I decided to try writing a quick Python program with pikepdf to automate [something] and it "just worked". --Jay Berkenbilt, creator of qpdf
"Thanks for creating a great pdf library, I tested out several and this is the one that was best able to work with whatever I threw at it." --@cfcurtis
-
OCRmyPDF uses pikepdf to graft OCR text layers onto existing PDFs, to examine the contents of input PDFs, and to optimize PDFs.
-
PDF Arranger is a small Python application that provides a graphical user interface to rotate, crop and rearrange PDFs.
-
PDFStitcher is a utility for stitching PDF pages into a single document (i.e. N-up or page imposition).

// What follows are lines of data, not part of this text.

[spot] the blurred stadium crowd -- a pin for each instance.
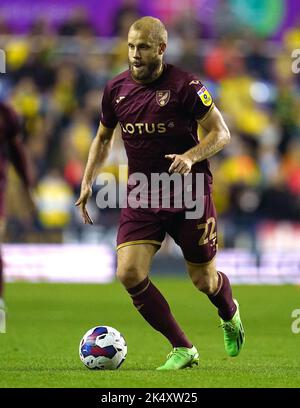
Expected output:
(55, 80)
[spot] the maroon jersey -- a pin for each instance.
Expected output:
(158, 118)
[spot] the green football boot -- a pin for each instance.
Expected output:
(234, 335)
(181, 357)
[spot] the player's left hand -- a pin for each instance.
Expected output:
(181, 163)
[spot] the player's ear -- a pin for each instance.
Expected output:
(162, 48)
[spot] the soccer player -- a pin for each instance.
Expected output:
(159, 108)
(13, 150)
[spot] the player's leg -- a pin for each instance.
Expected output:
(216, 286)
(133, 269)
(2, 229)
(198, 241)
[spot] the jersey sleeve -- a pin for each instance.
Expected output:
(196, 99)
(108, 117)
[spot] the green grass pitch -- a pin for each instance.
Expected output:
(46, 321)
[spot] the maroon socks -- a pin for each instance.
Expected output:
(222, 298)
(155, 310)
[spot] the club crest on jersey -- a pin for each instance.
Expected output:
(205, 97)
(162, 97)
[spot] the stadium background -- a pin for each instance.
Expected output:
(59, 56)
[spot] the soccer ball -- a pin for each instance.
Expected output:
(102, 348)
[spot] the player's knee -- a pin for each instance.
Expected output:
(205, 285)
(129, 275)
(205, 279)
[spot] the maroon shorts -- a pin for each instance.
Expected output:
(197, 238)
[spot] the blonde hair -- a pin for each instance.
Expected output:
(153, 26)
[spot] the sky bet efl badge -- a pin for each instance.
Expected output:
(205, 96)
(162, 97)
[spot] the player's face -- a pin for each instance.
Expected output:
(144, 55)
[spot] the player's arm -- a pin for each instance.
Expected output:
(98, 153)
(217, 136)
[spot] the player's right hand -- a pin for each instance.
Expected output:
(86, 192)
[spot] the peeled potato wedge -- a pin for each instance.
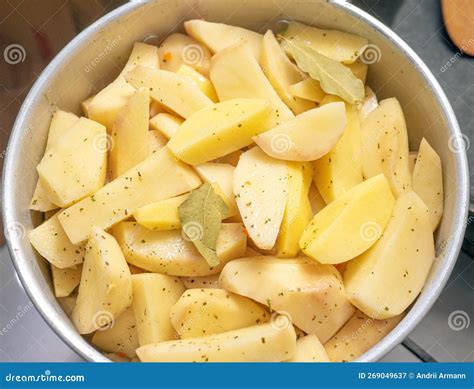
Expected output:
(282, 73)
(386, 279)
(175, 92)
(427, 181)
(203, 312)
(338, 45)
(357, 336)
(385, 145)
(310, 294)
(219, 130)
(259, 343)
(75, 166)
(261, 189)
(154, 295)
(306, 137)
(235, 73)
(357, 218)
(168, 252)
(218, 36)
(158, 177)
(105, 290)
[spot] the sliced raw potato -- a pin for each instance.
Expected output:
(201, 282)
(168, 252)
(385, 145)
(175, 92)
(154, 295)
(310, 294)
(50, 240)
(105, 290)
(282, 73)
(200, 80)
(427, 181)
(65, 280)
(75, 165)
(337, 45)
(129, 141)
(220, 176)
(369, 104)
(356, 218)
(158, 177)
(218, 36)
(106, 104)
(166, 123)
(235, 73)
(60, 123)
(340, 170)
(120, 337)
(219, 130)
(357, 336)
(298, 210)
(309, 349)
(261, 190)
(385, 280)
(178, 49)
(306, 137)
(308, 89)
(162, 215)
(203, 312)
(259, 343)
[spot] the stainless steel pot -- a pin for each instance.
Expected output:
(93, 59)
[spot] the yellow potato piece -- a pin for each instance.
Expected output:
(385, 145)
(154, 295)
(65, 280)
(261, 189)
(309, 349)
(357, 336)
(200, 80)
(306, 137)
(175, 92)
(121, 337)
(427, 181)
(341, 169)
(50, 240)
(298, 210)
(356, 218)
(178, 49)
(235, 73)
(60, 123)
(203, 312)
(259, 343)
(105, 290)
(162, 215)
(219, 130)
(310, 294)
(338, 45)
(75, 166)
(386, 279)
(158, 177)
(129, 142)
(218, 36)
(282, 73)
(168, 252)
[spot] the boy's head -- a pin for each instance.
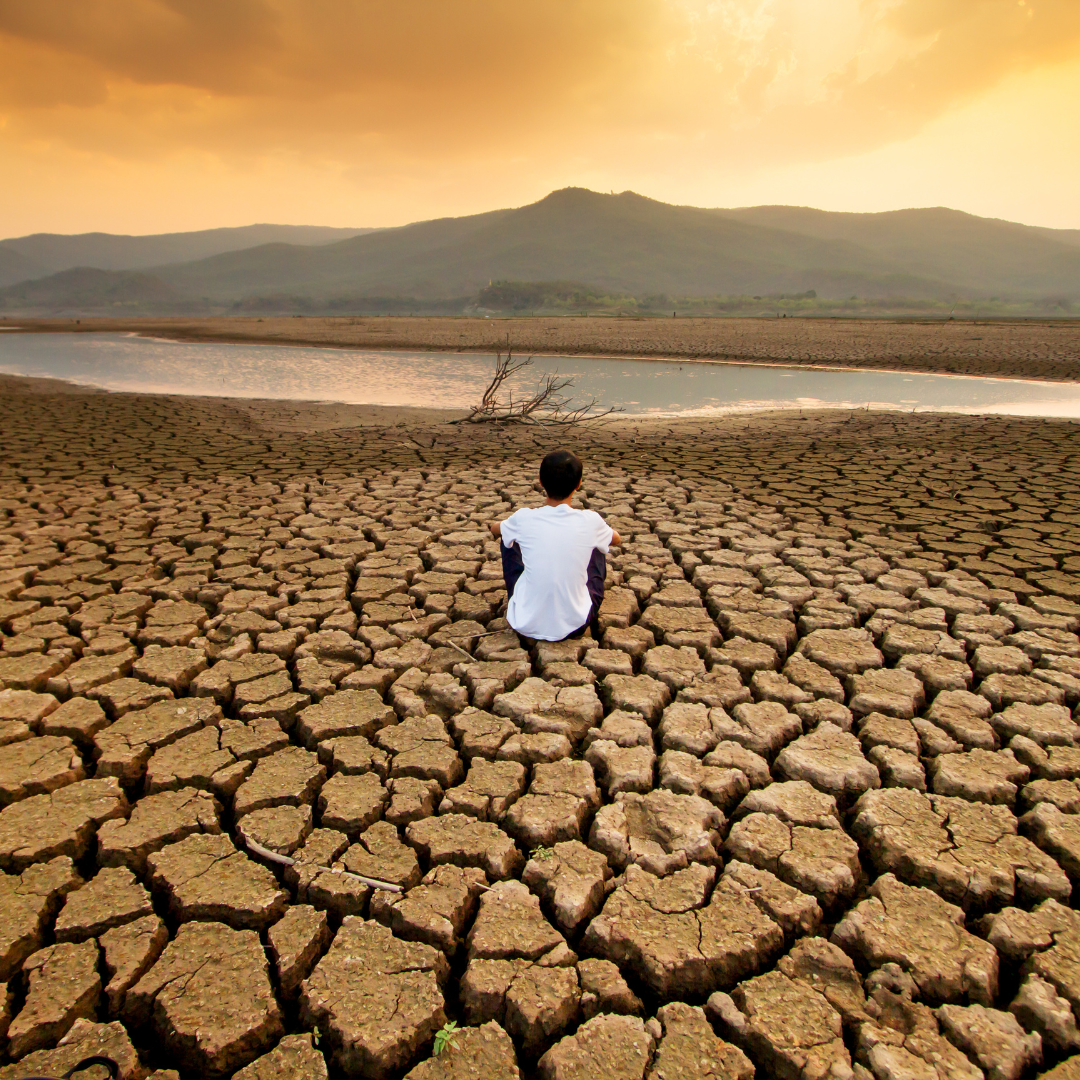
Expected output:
(561, 473)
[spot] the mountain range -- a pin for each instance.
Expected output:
(613, 245)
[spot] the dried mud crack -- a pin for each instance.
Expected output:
(810, 808)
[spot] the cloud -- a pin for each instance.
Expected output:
(473, 95)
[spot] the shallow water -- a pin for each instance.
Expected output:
(456, 380)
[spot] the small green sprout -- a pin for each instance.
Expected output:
(445, 1037)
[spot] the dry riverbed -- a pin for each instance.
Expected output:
(1028, 349)
(809, 808)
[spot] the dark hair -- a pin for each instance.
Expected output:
(561, 473)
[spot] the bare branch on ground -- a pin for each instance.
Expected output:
(547, 406)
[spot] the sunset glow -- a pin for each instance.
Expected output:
(150, 116)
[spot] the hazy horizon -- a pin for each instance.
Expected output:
(146, 117)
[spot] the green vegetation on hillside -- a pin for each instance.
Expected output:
(580, 251)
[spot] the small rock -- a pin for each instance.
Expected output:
(129, 952)
(205, 877)
(926, 935)
(296, 943)
(570, 880)
(661, 832)
(154, 821)
(617, 1048)
(994, 1039)
(110, 899)
(180, 998)
(375, 999)
(436, 910)
(293, 1058)
(464, 841)
(63, 985)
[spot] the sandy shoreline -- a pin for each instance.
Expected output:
(226, 620)
(1045, 350)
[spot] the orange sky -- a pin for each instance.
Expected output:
(149, 116)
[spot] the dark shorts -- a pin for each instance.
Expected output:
(513, 568)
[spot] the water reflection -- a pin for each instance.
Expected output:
(455, 380)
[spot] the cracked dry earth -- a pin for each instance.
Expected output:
(810, 808)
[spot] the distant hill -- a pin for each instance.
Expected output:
(620, 243)
(611, 245)
(15, 267)
(85, 288)
(976, 254)
(53, 252)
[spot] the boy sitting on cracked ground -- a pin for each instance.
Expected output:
(553, 558)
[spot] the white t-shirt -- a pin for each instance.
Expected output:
(551, 598)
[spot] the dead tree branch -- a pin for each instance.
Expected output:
(547, 406)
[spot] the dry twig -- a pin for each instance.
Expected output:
(547, 406)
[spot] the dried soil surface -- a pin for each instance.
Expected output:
(1039, 350)
(810, 808)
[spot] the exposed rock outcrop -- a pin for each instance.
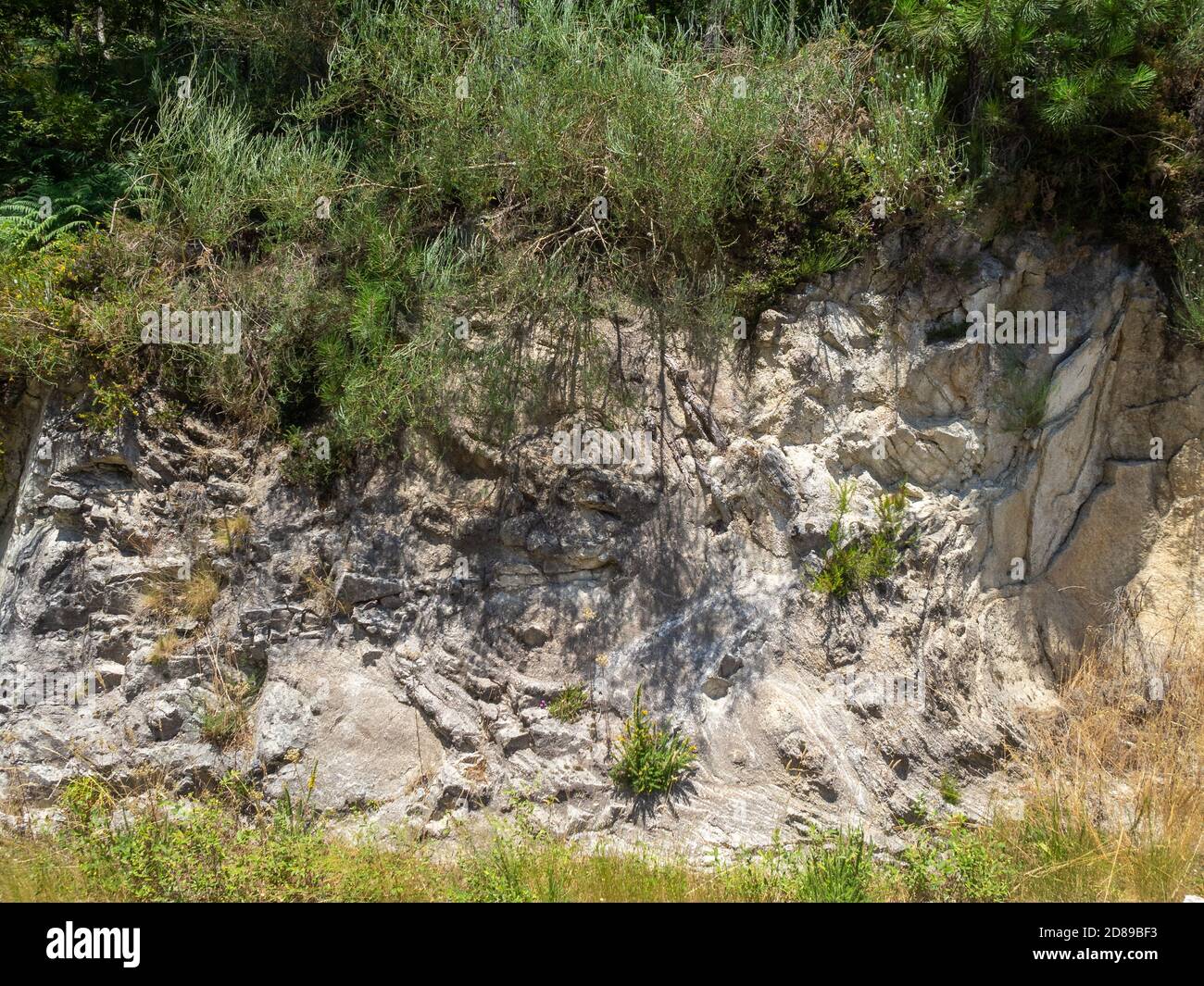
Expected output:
(408, 636)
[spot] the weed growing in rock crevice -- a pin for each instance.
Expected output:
(651, 760)
(850, 562)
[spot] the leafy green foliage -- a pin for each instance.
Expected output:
(1080, 58)
(1022, 399)
(651, 760)
(1187, 317)
(850, 562)
(29, 223)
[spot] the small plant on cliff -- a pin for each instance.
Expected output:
(1022, 400)
(949, 791)
(851, 564)
(1188, 315)
(651, 758)
(223, 721)
(168, 644)
(569, 705)
(232, 535)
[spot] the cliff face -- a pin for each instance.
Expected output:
(402, 641)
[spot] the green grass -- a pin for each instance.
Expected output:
(232, 845)
(1187, 316)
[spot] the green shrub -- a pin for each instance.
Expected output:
(569, 705)
(1022, 400)
(850, 564)
(651, 760)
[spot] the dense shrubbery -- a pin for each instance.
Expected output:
(464, 149)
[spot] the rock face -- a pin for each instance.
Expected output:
(402, 642)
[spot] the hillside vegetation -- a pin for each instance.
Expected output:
(354, 177)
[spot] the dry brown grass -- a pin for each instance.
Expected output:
(168, 598)
(1116, 802)
(232, 535)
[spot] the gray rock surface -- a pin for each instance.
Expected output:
(402, 641)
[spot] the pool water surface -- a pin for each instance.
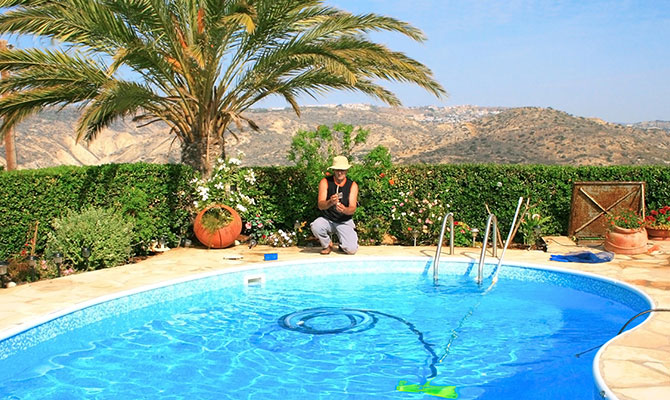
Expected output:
(376, 329)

Full documentation is available at pikepdf.readthedocs.io. For the latest changes, see the release notes.
Contributions are welcome! If you'd like to make a contribution, see the Contributing Guidelines
pikepdf is licensed under the Mozilla Public License 2.0 license (MPL-2.0) that can be found in the LICENSE file. By using, distributing, or contributing to this project, you agree to the terms and conditions of this license. MPL 2.0 permits you to combine the software with other work, including commercial and closed source software, but asks you to publish source-level modifications you make to pikepdf itself.
Some components of the project may be under other license agreements, as indicated in their SPDX license header or the REUSE.toml file.